Il 20 gennaio di quest’anno, l’attuale governo, approvando la legge sull’aumento dell’obbligo, ha distrutto un termini di presenza dei cattolici italiani nella nostra società: la formazione professionale, ricchezza del nostro paese grazie ai salesiani. Lo Stato si è ripreso con una mano quello che ha fatto finta di dare con l’altra. Questo problema specifico non riguarda certamente l’unità dei cattolici in politica, ma il coraggio cattolico di ridire con forza ciò che è bene e ciò che è male, ciò che è sussidiarietà reale e ciò che è statalismo allo stato puro.
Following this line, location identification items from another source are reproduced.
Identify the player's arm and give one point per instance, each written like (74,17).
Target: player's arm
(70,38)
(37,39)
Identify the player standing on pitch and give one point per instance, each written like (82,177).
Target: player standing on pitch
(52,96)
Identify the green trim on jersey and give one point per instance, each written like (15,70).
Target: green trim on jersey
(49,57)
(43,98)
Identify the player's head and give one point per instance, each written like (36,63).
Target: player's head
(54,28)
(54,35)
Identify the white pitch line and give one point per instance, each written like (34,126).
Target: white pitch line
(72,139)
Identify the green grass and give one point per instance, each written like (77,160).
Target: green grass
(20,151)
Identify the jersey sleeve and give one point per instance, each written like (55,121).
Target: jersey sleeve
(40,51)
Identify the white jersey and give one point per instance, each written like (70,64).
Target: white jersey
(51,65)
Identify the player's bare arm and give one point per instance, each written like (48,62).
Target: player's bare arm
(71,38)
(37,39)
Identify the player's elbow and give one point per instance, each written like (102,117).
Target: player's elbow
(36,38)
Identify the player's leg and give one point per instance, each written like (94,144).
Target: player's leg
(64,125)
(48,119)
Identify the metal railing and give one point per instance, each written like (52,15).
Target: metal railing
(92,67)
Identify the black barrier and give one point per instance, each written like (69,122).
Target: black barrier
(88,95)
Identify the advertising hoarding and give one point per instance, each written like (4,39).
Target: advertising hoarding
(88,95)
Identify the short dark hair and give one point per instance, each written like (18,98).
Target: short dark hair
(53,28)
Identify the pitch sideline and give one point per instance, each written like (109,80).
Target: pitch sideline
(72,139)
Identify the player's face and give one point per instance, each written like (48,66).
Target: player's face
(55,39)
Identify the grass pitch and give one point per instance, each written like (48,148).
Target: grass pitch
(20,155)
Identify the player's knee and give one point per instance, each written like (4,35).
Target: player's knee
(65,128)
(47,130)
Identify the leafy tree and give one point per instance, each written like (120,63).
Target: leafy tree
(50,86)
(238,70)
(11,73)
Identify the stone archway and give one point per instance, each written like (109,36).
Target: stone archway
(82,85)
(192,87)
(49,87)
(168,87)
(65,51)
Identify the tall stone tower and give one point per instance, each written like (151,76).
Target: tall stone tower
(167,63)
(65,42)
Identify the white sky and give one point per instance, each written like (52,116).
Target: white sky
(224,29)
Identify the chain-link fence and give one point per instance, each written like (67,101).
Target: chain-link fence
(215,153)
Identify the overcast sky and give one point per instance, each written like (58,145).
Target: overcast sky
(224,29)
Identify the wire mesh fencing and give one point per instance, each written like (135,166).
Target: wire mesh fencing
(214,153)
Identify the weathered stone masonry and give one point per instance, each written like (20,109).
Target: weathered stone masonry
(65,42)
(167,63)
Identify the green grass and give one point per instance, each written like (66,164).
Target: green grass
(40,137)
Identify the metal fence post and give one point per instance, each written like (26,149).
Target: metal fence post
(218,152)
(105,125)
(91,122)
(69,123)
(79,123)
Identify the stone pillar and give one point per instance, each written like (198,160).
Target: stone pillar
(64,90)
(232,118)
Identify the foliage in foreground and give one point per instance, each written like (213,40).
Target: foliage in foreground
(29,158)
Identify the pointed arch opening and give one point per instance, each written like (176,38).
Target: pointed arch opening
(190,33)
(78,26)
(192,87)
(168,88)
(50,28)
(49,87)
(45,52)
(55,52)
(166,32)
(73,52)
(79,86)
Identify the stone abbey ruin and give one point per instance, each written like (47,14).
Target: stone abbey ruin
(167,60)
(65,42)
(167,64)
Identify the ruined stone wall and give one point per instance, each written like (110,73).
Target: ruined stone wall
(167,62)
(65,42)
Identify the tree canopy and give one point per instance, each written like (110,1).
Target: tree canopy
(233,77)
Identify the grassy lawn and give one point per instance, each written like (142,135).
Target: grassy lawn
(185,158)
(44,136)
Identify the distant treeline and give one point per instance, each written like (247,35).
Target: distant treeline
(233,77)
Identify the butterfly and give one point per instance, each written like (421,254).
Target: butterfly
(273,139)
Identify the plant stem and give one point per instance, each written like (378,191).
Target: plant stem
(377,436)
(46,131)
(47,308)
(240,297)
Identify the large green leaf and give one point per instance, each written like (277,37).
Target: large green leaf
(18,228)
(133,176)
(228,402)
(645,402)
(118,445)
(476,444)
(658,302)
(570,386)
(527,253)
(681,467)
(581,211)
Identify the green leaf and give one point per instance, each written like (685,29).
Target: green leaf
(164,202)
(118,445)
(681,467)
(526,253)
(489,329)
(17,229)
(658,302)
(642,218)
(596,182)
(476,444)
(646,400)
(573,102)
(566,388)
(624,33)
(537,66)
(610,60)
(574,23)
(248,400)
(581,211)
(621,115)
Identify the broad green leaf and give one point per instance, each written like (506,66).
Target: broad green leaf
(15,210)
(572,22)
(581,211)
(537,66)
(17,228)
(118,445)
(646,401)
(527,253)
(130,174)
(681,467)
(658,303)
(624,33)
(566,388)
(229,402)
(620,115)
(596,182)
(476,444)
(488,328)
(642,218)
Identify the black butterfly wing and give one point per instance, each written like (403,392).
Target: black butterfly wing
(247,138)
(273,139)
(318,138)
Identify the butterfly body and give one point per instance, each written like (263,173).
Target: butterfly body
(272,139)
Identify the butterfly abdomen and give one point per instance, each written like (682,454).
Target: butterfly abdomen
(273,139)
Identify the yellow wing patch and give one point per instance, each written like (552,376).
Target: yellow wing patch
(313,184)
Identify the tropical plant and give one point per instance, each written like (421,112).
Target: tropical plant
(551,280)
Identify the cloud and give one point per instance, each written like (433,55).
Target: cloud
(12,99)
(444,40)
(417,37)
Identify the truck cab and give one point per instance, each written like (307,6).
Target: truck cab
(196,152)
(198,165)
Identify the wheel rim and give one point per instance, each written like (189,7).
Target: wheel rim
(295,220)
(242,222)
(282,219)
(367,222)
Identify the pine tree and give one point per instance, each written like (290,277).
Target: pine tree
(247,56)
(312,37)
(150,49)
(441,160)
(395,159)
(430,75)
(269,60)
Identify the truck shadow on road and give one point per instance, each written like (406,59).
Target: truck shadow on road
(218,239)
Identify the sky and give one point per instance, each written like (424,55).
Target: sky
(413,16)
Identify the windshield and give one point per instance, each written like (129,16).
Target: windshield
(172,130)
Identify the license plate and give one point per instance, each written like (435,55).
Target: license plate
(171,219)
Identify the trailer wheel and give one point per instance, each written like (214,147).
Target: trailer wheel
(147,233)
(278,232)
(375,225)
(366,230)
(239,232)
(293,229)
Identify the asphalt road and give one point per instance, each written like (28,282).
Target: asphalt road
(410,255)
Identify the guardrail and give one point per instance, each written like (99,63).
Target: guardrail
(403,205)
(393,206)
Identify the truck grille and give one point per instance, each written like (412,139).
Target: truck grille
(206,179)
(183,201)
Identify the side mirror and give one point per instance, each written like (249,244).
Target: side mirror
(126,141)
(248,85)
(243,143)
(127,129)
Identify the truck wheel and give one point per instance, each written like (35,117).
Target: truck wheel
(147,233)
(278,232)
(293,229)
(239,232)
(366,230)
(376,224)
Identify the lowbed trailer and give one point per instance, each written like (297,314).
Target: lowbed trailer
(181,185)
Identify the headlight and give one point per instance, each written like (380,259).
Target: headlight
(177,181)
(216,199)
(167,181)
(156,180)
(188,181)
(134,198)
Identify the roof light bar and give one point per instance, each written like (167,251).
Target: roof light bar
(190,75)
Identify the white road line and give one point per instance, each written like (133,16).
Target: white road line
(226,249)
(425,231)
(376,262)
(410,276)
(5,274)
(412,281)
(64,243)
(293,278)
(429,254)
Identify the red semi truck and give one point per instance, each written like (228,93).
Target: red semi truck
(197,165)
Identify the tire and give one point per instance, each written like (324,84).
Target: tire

Il mio partito di chiama Forza Italia, ed è il partito delle libertà; eppure non c’è un’idea chiara e condivisa di cosa voglia dire libertà. Infatti, chi desta l’anima alle libertà è il popolo: un semplicissimo punto di vista. Il popolo come lo intende Pio XII non è massa morta, ma realtà che traduce la preoccupazione grande di duemila anni di storia, quella in cui un Dio si è fatto compagno per aiutare l’uomo nell’avventura della vita. In questo senso sappiamo che il contributo dei cattolici non è esaustivo e risolutivo, ma è contributo di equilibrio nella grande confusione che vive il nostro paese, che vive il mondo intero: un contributo di ragionevolezza.

Wilfrid Marten, lasciando la presidenza del Gruppo popolare europeo, ha scelto come parole per il suo commiato, non un lungo discorso di prospettive politiche, ma semplicemente la frase di san Paolo: "Ho fatto la mia corsa, ho conservato la fede". È con questa semplicità, quasi con ironia, che i cattolici possono portare il proprio contributo.